Les investigations, confiées au Service local de police judiciaire (SLPJ) de la division centre, viennent de permettre de démanteler un vaste réseau entre la Guyane et la Gironde.

Mercredi 18 mars 2026, une femme a été interpellée en gare Saint-Jean à la descente d’un TGV en provenance de Paris, chargée en ovules de cocaïne qu’elle avait ingurgités. Elle était attendue par deux usagers revendeurs qui devaient la conduire dans un appartement afin qu’elle expulse la drogue. Ces derniers ont également été arrêtés.
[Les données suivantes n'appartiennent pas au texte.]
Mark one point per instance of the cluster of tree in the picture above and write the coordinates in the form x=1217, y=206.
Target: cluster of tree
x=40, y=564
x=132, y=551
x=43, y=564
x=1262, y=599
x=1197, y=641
Tous les trois appartiennent à la structure mise en place par le résident de la rue Malbec, un jeune homme de 23 ans, déjà condamné pour trafic de stupéfiants, et placé sous surveillance électronique dans le cadre d’une détention à domicile. Originaire de Guyane, il recrutait des mules dans la région de Cayenne et leur demandait d’avaler des ovules de cocaïne, au péril de leur vie.

35 kilos écoulés en deux ans

Les « bouletteux », comme on les appelle dans le jargon policier, prennent un billet d’avion pour Paris et descendent en train jusqu’à la capitale girondine. Le mode opératoire parfaitement rodé aurait permis à la tête de réseau d’écouler 35 kilos de cocaïne au cours de ces deux dernières années, générant un chiffre d’affaires de près de 1,5 million d’euros.

La drogue, achetée 4 000 euros le kilo en Guyane, était vendue au prix de 50 euros le gramme autour de la gare et du quartier des Capucins, où exerçaient les revendeurs.